Otro gran desafío, más general pero no menos difícil, consiste en convencer a la sociedad de que el consumismo (gastar más de lo que se produce) sólo sirve para mantenernos en el atraso. Cuando una sociedad gasta de más, automáticamente sobreviene la inflación. En consecuencia, pierde su moneda. Legítimamente, y buscando preservar el valor de su trabajo y su esfuerzo a través del ahorro, los ciudadanos se abrigan al amparo de monedas que no se desvalorizan. De esa forma, los países con inflación se privan de un capital que es vital para sus economías. Y la Argentina, a diferencia de todos los países de nuestro entorno que viven con inflación de un dígito -que gastan según lo que producen-, no ha podido salir del círculo vicioso de consumismo-inflación-estancamiento.
La producción nacional -y, en consecuencia, el nivel de vida de los argentinos- no puede crecer si no hay inversión. Gobiernos civiles y militares (con mayorías parlamentarias o tanques en la calle y con situaciones fiscales infinitamente mejores que la actual) intentaron generar condiciones favorables a la inversión de manera sustentable, y ninguno lo logró. Todos fracasaron. La sociedad no lo permitió.
Como la inflación desalienta la inversión, el primer paso consiste en bajarla. Para lograrlo no hay otro camino que reducir el gasto público. La clase política y los sindicatos interpretan ese ajuste como un plan macabro para afectar a sus clientelas (principalmente los sectores populares históricamente ligados al peronismo), de cuya defensa dependen sus roles y su pecunio. Y como las medidas buscan lógicamente mejorar la rentabilidad del capital para que invierta, son vistas como dirigidas exclusivamente a beneficiar a los ricos y a las empresas extranjeras. En ese contexto, es muy poco probable que cualquier intento tenga éxito.

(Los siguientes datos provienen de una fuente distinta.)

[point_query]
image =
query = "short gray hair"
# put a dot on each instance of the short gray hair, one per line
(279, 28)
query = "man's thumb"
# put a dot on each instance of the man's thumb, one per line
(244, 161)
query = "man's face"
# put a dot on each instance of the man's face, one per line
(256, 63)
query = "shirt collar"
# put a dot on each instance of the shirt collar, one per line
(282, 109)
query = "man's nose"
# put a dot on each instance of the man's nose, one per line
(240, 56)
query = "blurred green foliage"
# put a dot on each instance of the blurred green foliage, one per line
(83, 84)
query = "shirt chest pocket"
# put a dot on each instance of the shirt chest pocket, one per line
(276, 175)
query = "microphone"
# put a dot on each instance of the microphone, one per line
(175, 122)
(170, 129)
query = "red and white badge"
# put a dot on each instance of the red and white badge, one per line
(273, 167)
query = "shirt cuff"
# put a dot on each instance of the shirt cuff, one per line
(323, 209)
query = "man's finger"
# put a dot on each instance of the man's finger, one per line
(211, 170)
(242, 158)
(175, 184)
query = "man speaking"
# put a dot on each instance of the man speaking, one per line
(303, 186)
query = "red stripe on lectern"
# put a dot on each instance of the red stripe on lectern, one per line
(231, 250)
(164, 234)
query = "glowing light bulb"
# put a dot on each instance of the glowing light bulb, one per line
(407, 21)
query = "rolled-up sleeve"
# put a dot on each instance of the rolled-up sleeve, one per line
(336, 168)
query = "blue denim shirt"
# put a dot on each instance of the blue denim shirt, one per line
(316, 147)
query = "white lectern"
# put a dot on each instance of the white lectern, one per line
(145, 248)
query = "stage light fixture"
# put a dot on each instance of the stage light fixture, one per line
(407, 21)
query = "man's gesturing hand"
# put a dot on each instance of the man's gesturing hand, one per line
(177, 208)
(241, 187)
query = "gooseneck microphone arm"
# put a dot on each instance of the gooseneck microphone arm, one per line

Las autoridades deben tomar nota de esto y enfrentar como primordial tarea convencer a la sociedad de la conveniencia de los cambios que proponen y de la inviabilidad del consumismo en el largo plazo.
No deberían malinterpretar la espontánea movilización del 1° de abril, donde se expresó un sector de la sociedad, como un aval irrestricto a los ajustes que se están aplicando, sino en buena medida como un apoyo a la democracia y la institucionalidad, menospreciadas bochornosamente el 24 de marzo.
El tercer gran desafío consiste en contener el acoso de las demandas sectoriales con fines distributivos.Esa contención será exitosa si tiene la comprensión de la sociedad. Para eso, deberá explicarle que la satisfacción de cualquier demanda que no esté contemplada en el presupuesto nacional sólo puede lograrse con emisión monetaria -que alimenta la inflación- o endeudando peligrosamente el país. O cancelando inversiones públicas en su reemplazo (si concedemos "tal demanda", no van a tener luz). Ya que en el subconsciente la sociedad percibe los fondos públicos como caídos del cielo. Hay que derribar ese mito.
Como el crédito aparenta ser la opción menos dolorosa, la sociedad debe comprender que contemplar las demandas de todos, por más justificadas que sean, desembocaría en un nivel de deuda que puede llevarnos a un nuevo default.
Si la sociedad quiere continuar con el consumismo, debe conocer los costos y las consecuencias.